After deploying the application, you can ask questions like this:

http://localhost:8080/search/?query=what+is+the+boiling+point+of+ethanol%3F

And Vespa will return the exact answer: 78.37 C. This application uses the Natural Questions dataset.

Highlighted features

  • Approximate nearest neighbors using an HNSW index

    Vespa supports approximate nearest neighbors (ANN) by using Hierarchical Navigable Small World (HNSW) indexes. This allows for efficient similarity search in large collections. Vespa implements a modified HNSW index that allows for index building during feeding, so one does not have to build the index offline. It also supports additional query filters directly, thus avoiding the sub-optimal filtering after the ANN search.

  • Ranking with Transformer models

    The Transformer architecture has revolutionized multiple fields after its introduction, starting with natural language understanding (NLU). This application uses two BERT models: one to transform the question to a representation vector for ANN search, the other to re-rank and extract the actual answer to the question.

  • ONNX model evaluation

    The Transformer models are exported from HuggingFace's Transformers library to ONNX models. The Open Neural Network Exchange (ONNX) is an open standard for distributing machine-learned models between different systems. Vespa imports ONNX models and evaluates them using ONNX Runtime, ensuring efficient and correct inference.

  • Container components

    In Vespa, you can set up custom document or search processors to perform any extra processing during document feeding or during a query. This application uses this feature to generate token sequences from a WordPiece tokenizer. During feeding of a passage, its text is converted to a token sequence, which is stored along with the document. Likewise, the text of a query is converted to a token representation, which is used as input to the Transformer ONNX model inference.

  • Custom configuration

    When creating custom components in Vespa, for instance, document processors, searchers, or handlers, one can use custom configuration to inject config parameters into the components. This involves defining a config definition (a .def file), which creates a config class. You can instantiate this class with data in services.xml, and the resulting object is dependency injected to the component during construction. This application uses custom config to set up the token vocabulary used in tokenization.

  • Multiple threads per query

    Vespa supports using multiple threads per query. This means that the ranking computation for handling a query can be split into multiple threads. This is useful for cases where ranking is computationally expensive. Vespa takes care of balancing the load between available threads.

    Note that this is different from multi-threaded ranking, where multiple queries are processed in parallel.

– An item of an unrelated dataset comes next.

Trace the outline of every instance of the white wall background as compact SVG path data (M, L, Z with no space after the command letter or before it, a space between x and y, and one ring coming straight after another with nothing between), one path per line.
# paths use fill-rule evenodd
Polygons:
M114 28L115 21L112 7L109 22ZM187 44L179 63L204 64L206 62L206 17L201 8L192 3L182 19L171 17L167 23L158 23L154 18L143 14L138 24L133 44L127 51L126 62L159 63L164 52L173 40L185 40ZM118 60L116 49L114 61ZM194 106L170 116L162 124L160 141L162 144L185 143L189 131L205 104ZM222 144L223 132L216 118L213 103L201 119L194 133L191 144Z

  • Text retrieval with BM25

    In addition to dense retrieval using ANN, this application shows, for comparison, text retrieval using BM25. The fields that have enabled a BM25 index (enable-bm25) use this index for retrieval.

  • Multi-phased ranking

    Vespa supports ranking over multiple phases. This is useful for expensive computation in ranking, for instance, when evaluating a large machine-learned model. In these cases, one can perform a fast first phase ranking and only perform the expensive computation on a smaller subset. This application first uses a dotproduct score from the ANN and only evaluates the large Transformer model on the top 10 candidates.

  • Summary features

    Summary features allow for customizing what is included with each hit. This application uses this to return the start and end indexes of the potential answer to a custom searcher component that extracts the most probably answer substring.